In the early 80s I had a wonderful agent at Fifi Oscard repping my plays. She got me a commission from Actors Theatre of Louisville, for example, which I blew. I was abandoning traditional theater for hyperdrama. At any rate, my agent had a business trip in Seattle and flew down to Portland since we had never met.
Our afternoon together, hanging out in Northwest where I lived at a time before gentrification, was an experience I've cherished. She loved the neighborhood ... This is the way Greenwich Village used to be! she kept saying. (A few years later I'd hear the same thing from OyamO, a NY playwright whose work I admired. Stay put, he advised me, you are fortunate to have all this.)
Probably at no time did a traditional career in theater seem more likely to me. My agent was a fan and true believer in my work. It seemed to be just a matter of time.

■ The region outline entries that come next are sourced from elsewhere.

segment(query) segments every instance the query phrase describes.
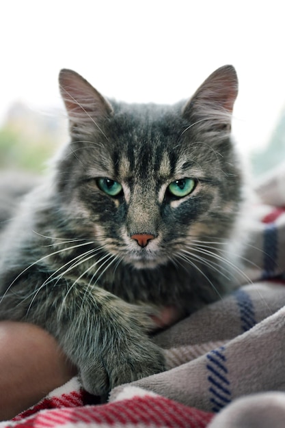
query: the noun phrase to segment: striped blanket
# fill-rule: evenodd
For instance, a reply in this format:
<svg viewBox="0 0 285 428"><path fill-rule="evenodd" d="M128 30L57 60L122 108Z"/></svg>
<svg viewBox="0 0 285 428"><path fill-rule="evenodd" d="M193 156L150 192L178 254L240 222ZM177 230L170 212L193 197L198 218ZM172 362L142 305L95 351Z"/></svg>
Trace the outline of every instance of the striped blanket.
<svg viewBox="0 0 285 428"><path fill-rule="evenodd" d="M257 187L248 284L158 334L167 371L100 404L77 377L0 428L285 426L285 167Z"/></svg>

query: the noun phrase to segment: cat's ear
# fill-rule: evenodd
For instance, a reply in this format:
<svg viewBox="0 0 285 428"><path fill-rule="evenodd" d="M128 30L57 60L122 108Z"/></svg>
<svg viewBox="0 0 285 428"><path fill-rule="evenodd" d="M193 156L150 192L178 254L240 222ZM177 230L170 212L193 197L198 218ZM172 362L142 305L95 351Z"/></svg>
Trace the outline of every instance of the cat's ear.
<svg viewBox="0 0 285 428"><path fill-rule="evenodd" d="M230 126L234 103L238 94L238 79L232 66L224 66L212 73L197 90L183 109L189 120L210 120L212 126Z"/></svg>
<svg viewBox="0 0 285 428"><path fill-rule="evenodd" d="M62 97L72 124L96 124L112 113L108 101L78 73L63 69L59 81Z"/></svg>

But even before I divorced traditional theater, something happened that changed everything. All the arts are changing, she wrote me a few years later. Everything is becoming too commercialized ... small gems are losing their home in theater, publishing, galleries ... the reasons I became an agent are disappearing. I'm leaving the business.
She did. And the NW neighborhood lost its bohemian atmosphere. And I became obsessed with hyperdrama. Instead of a playwright in residence at a Portland theater I was in electronic residence with a company in Santiago, developing hyperdrama in a chat room.
Portland's NW bohemian days came to mind as I read about Albee's days in Greenwich Village in the 50s. I can relate.